The U.S. hedge fund Steel Partners suffered a sharp setback Thursday in its attempt to take over Sapporo Holdings, Japan’s third-largest beer maker, which won support at a shareholder meeting to adopt a poison pill defense, Forbes reported March 29.

Steel Partners, which has amassed an 18.64% stake in Sapporo, making it the brewer’s largest shareholder, has been among the most aggressive of a growing legion of foreign corporate raiders attempting to do business in Japan despite high nationalist sentiment against foreign takeovers.

The New York-based fund launched a “friendly” offer in February to boost its stake to 66.6% in the brewer of Yebisu and Black Label beer. Some analysts speculated it could turn to an unfriendly tender offer.

Spokesman Ian Messer declined to comment on how the fund would proceed.

Warren Lichtenstein, the fund’s managing partner, said in a statement, "While we are disappointed that the proposed 'advance warning system' has been approved, we are extremely pleased with the large number of shareholders that supported us by voting against the proposal."

Lichtenstein made a killing in South Korea last year, making a joint bid with financier Carl Icahn for Korean tobacco giant KT&G, an aborted yet ultimately financially rewarding venture.

However, Steel Partners has failed in three previous attempts to take over companies in Japan.

The so-called “advance warning system” approved by over two-thirds of Sapporo shareholders on Thursday is designed to delay a takeover offer for months or longer by requiring bidders seeking more than 20% of shares to go through a questioning process with management in which they are supposed to solicit approval for the sale.

It also includes a typical poison pill defense, a dilution clause allowing the issuance of new shares to existing holders to prevent unwanted investors from accumulating large stakes in the company, as well as cutting back on the time needed to activate such new issues to 10 days from 25 days.

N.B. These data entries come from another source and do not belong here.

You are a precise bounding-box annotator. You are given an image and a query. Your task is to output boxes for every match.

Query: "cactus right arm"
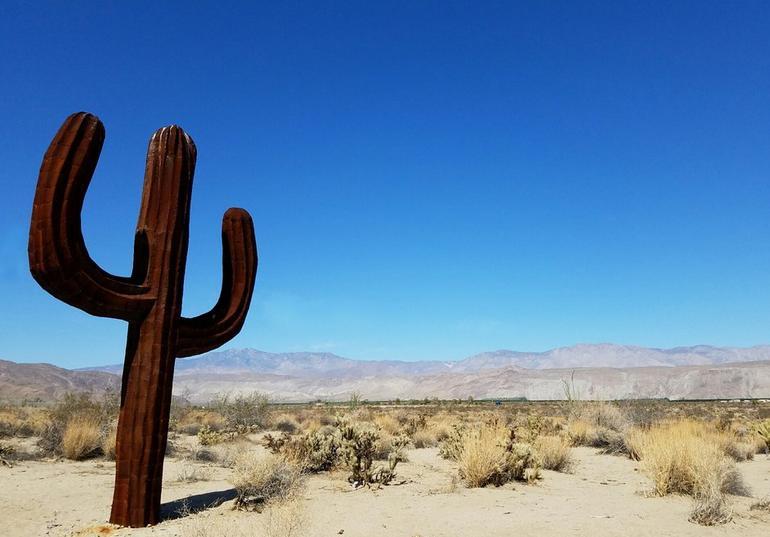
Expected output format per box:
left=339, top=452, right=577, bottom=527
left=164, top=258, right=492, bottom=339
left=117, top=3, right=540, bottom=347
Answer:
left=29, top=112, right=153, bottom=320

The warning system buttresses a defense system Sapporo put in place against hostile takeovers in February 2006, a move Steel Partners criticized as depriving its shareholders the benefits of entertaining higher offer.

“Japanese law already provides a carefully considered and effective framework for all relevant information an offer or must provide, a mechanism for management to ask for more information and the timetable for any tender offer,” Steel Partners said in a statement, “We cannot see why management needs information that goes well beyond what the Japanese Legislature thinks is reasonable or needs a period of time

That is around double the time the Japanese Legislature deems to be reasonable for shareholders to consider an offer.”

If Sapporo attempts to issue new shares to friendly holders, Steel is likely to turn to the courts to try to block it.

Sapporo shares fell 0.4% to close at 828 yen ($7.09) on Thursday in Tokyo, slightly above Steel's February offer of 825 yen ($6.99) a share.

Steel Partners has failed in its three previous takeover attempts aimed at a Japanese company since 2003, beginning with Yushiro Chemical Industry, textile dyer Sotoh, and mostly recently Myojo Foods in November.

Like Myojo Foods, which was rescued by larger noodle-maker Nissin from Steel Partners’ advances, Sapporo had called on domestic rival Asahi Breweries for help only to be rejected early this week.

The struggling brewer is in the second year of a three-year turnaround plan that involves cutting 10 billion yen ($84 million) a year in costs and investing 70 billion yen ($590 million) in facilities. Its net profit dropped 36% in 2006 on falling sales.